I'm thinking about theatre. It's been nearly a year since I was last on stage, and I've just accepted a role in a production of Annie, Get Your Gun. I'm also thinking about what I've been doing with my life these last eighteen months. Plenty of reading, loads of introspection, not much tangible to show. I'm like one of those fresh-out-of-college kids, full of ideas, but no clue on how to make a life for themselves.

Only, I'm about ten years older than most of them.

Trying to plan out the next stages of life.

Where do you want to be in five years, Michael?

Hell, I don't really know where I want to be tomorrow. But I wouldn't mind being well-rested.

 

Can’t sleep, vol. 2

The light from the screen is blinding my near-darkness-adjsuted eyes. I’m having trouble falling asleep again.

I’m thinking about the On Being interview with physicist Brian Greene. And about the book Do the Work! by Steven Pressfield. (I’m also thinking how much computers, for all their infinite wisdom, can’t tell when something should be capitalized or not, damn autocorrect!)

In the book, Pressfield talks about thoughts. About what Buddhists call “monkey-thoughts”, or all that noise that occurs in the primitive lobes of the brain. And about the other thoughts we regurgitate from sources. 

What has me up tonight is, where do my thoughts, if any are original, come from? I’m laying in bed, and I’m hearing Brian Greene talk about string theory and quantum mechanics. I’m thinking about the origins of the Universe, as I’ve learned from theology, spirituality, Darwin and physics. I’m wondering, what the bleep do I actually know?

Perhaps this is all a bit heavy for midnight contemplation on a Sunday/Monday post-meridian interchange. But I’m just so darned perplexed. My feet won’t stop shaking, and my brain is going a mile a minute. Hence just plopping some thought vomit out on the internets. 

I’m working on a short document, exploring where I believe thoughts to come from. I doubt I’ll get to any firm answer, but at least I can muddle through these thoughts I’m having on thoughts. 

Good night… I hope.

Can’t Sleep vol. 1

Still awake at ten past two. It’s not for one with a weak disposition, I think. I am tired, but almost physically incapable of attaining sleep. It’s as if it purposefully eludes me.

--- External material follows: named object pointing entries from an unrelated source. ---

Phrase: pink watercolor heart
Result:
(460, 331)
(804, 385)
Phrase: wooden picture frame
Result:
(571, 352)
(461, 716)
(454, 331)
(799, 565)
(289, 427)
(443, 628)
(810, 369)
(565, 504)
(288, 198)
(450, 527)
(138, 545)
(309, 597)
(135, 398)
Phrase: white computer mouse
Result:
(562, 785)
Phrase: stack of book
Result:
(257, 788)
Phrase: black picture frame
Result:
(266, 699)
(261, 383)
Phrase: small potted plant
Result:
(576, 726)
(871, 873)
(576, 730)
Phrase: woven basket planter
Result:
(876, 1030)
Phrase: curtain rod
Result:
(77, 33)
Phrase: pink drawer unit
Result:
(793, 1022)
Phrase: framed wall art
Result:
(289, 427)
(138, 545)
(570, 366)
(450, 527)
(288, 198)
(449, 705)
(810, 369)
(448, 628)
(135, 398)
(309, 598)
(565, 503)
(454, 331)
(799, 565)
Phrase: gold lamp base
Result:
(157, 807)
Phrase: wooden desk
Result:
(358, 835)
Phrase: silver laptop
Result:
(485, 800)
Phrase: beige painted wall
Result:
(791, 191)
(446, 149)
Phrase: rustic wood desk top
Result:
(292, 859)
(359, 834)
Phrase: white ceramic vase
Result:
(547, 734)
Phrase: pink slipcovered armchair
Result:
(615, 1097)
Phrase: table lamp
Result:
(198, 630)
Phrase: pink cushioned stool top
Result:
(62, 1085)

I perhaps ate something that disagreed with me, and now secretive digestive processes conspire to steal my resting hours. Or it’s the chill air, blowing through the open windows in a cross breeze. No, that can’t be it. The cool night air is good for helping me sleep.

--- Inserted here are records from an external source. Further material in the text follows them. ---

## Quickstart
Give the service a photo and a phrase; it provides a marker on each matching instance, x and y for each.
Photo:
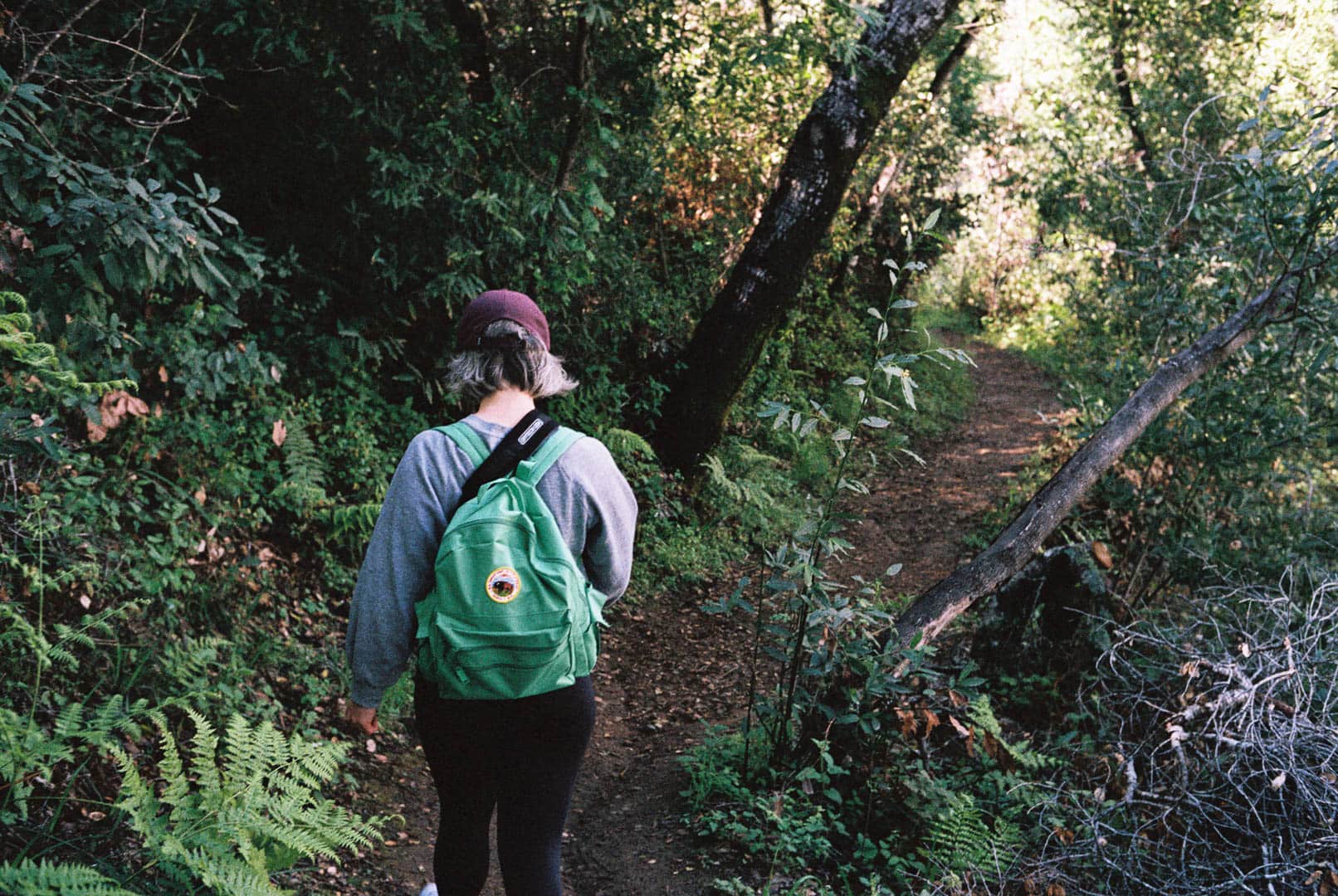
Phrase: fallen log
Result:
(1014, 546)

There’s little ambient noise now. The perpetual low, moaning hum of the air purifier. With it off, particulates invade my sinus cavities and make sleeping uncomfortable, so I allow the white noise of the purifier to lull me to sleep.

I can’t get comfortable. I’m laying in bed, writing this on my side, but my left arm doesn’t particularly care for the position it’s in. My leg also feels abused.

“Fine,” I say to my my appendages. “I’ll move.”

I move.

But writing like this, from my new position, is more difficult. For one, I can’t see the keyboard as well.

“You don’t need to see the keyboard to type!” I hear a century’s worth of education on typing molest my ears. Well, I’m sorry to tell you, but my finger placement is wonky at best. So yes, I do need to see the keyboard.

From where I’m at though, all these red underlined words are appearing in my document. To be expected, as I can’t see the damn keyboard. Hopefully, when you’re reading this, all spelling errors will have been corrected.

Twenty after two. Still awake.

I’m not writing about anything, really. My inability to sleep I suppose. I do need to relieve my bladder. (With you in mind, I chose the phrase “relieve my bladder”. The first thought was urinate, which sounded too formal. Than pee, which was too childish. Piss also, but sometimes vulgarity doesn’t serve a purpose, and I’d rather have the full lexicon of naughty words available to me when I really need it.)

So, I’ll put this up, and post it later. Perhaps I’ll get to sleep.